I’ve been asked how I can possibly take in a rescue dog only to have it leave again. Here’s a brief explanation of why and how I do it, and why it’s important for me.
- I foster dogs because I can; I live in a house that I own and don’t have to worry about a landlord, what type of breed it is, etc.
- My house has a fenced in backyard, and there’s a doggie door in the back to access it, so dogs can come and go as they please and romp around as much as they want outside
- I have a “senior” beagle that isn’t thrilled when a new dog enters the house, but she tolerates them (she doesn’t pick a fight with them)
- Most importantly, it means I’m saving a life
The process isn’t easy; when I take in a foster dog, I’m careful to keep my dog as the alpha in the pack. She doesn’t like the intruders but she tolerates them because she doesn’t have much choice. Beagles are naturally good-natured and easy-going, as a breed, which is (unfortunately) why they’ve been used so much as lab testing animals.
I know that it’s short-term so I spend my time assuring the dog, so it knows it’s in a safe place. It can take a week for a dog to calm down and not be in panic mode all the time, especially if it’s been out on the street, on its own, or abandoned.

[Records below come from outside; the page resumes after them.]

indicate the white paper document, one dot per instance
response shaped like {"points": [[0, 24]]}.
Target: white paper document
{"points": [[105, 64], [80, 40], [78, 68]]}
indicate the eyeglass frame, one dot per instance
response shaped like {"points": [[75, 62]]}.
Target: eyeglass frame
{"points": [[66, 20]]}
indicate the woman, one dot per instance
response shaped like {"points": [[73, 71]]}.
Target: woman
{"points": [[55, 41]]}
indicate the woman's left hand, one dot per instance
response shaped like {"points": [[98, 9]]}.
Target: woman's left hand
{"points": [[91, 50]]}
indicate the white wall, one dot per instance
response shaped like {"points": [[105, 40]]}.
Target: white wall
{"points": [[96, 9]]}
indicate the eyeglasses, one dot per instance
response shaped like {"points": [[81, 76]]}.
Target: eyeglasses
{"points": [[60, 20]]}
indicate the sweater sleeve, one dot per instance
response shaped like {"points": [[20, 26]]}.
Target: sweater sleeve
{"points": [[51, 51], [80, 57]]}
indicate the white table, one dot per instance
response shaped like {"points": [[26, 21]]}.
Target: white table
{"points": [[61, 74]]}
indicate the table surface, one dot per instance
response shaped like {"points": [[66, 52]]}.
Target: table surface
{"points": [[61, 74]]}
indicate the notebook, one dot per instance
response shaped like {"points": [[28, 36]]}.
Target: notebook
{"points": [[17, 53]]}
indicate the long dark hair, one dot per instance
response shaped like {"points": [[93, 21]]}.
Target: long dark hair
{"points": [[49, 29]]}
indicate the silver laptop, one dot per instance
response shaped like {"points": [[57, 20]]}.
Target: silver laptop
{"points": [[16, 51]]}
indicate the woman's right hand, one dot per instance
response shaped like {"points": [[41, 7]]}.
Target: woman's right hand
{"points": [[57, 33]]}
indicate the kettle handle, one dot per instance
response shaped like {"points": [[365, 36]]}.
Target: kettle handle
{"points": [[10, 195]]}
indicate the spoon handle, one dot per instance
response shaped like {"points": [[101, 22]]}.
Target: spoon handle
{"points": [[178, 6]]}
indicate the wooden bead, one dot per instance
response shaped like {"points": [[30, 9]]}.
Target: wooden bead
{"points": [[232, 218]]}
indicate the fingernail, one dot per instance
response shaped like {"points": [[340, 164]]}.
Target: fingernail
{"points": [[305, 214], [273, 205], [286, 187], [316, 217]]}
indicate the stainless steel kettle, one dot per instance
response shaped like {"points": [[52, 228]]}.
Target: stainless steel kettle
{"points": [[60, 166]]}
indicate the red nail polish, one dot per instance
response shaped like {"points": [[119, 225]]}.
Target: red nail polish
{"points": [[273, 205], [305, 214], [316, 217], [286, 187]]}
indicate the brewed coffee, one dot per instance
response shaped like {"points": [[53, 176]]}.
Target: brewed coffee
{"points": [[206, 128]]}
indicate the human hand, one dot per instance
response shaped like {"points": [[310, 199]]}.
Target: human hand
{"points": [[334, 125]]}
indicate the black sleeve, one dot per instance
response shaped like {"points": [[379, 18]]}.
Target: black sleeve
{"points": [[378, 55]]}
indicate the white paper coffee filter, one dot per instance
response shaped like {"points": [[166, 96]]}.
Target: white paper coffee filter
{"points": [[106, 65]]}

There’s also training involved; if they’re not yet house-trained, that’s critical. And there’s socialization with humans as well as my other dog. Often, when they’re feeling more safe, they push boundaries (a bit like teenagers) and need to be disciplined (saying no, making them sit, etc.). It’s not all happiness and dog kisses.
As its personality starts to bloom, it becomes quite clear that the dog isn’t a good longterm “fit” in my house, for any number of reasons. For example, a puppy that has boundless energy doesn’t work with my senior dog. So keeping the dog permanently isn’t in the cards and I’m fine with it moving on to its “furever home.”
As one of the plaques at my vet’s office says, “Saving one dog won’t save the world, but it means everything in the world to that dog.”
I’ve always felt an obligation to save animals, which doesn’t just apply to dogs. I donate yearly to many wildlife and environmental organizations, to save other species, too. Whether it’s preserving their habitat, helping to eliminate wildlife/human conflict, or moving animals from cruel situations to sanctuaries, I feel compelled to make a difference.
Why am I talking about this in a work blog? I know that Gen Z and Millennials want to make a difference in the world. They’re worried and concerned about the state of the world they’ve inherited, with global warming and other issues. I feel the same way; I always have. Perhaps it’s one of the reasons I can relate to younger workers and empathize with their concerns.
I hope that what I do for a living, creating marketing strategies for my clients and mentoring and coaching younger marketers, makes a difference. And I know that the fostering I do for dog rescue groups really does save a life. It’s something I can control and there are results that I can see, as dogs realize they’re “safe” and loved and are placed into loving homes.
I will continue to foster for as long as I can. And I’m happy to answer any questions about this process if it’s something you’d be interested in doing, too.